A Texas doctor who botched a spinal fusion operation was convicted on Tuesday on a felony charge of injury to an elderly person.

Jurors in Dallas County deliberated for about four hours before they convicted Christopher Duntsch for a 2012 surgery that left Mary Efurd, who was 74 at the time of the surgery, in pain and unable to walk, report the Washington Post, D Magazine, the Associated Press and the Dallas News. His sentencing hearing began on Wednesday.

A doctor who performed a second surgery on Efurd found that spinal fusion hardware had been left in her soft tissue, one of her nerve roots was severed, another nerve root had a screw in it, and multiple screw holes were on the wrong areas of Efurd’s spine.

Prosecutors had claimed Duntsch’s hands and surgical tools were “deadly weapons,” and he had “intentionally, knowingly and recklessly” harmed up to 15 of his patients, according to the AP story. He had performed surgeries at several hospitals in Dallas and Collin counties.

Duntsch was originally charged with five counts of aggravated assault, along with the charge of harming an elderly person, for a series of bad outcomes. Prosecutors decided to concentrate on the single charge, while introducing evidence about other bad surgeries, including ones that ended in paralysis, stroke and death. Defense lawyers objected to testimony about the other cases.

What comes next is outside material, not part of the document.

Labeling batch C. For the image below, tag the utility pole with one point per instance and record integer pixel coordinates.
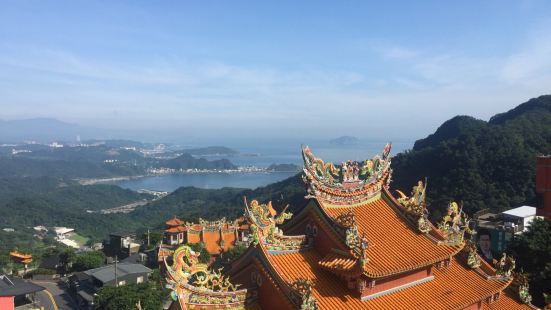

An expert witness called by the defense agreed with prosecution witnesses that Duntsch’s surgical techniques were poor. But he argued that the failure was due to a system that did not report bad outcomes, according to the D Magazine story. “This was a complete and utter failure of the entire system of checks and balances for patient safety,” said the expert, Dr. Carlos Bagley, director of the neurological surgery spine program at the University of Texas Southwestern Medical Center.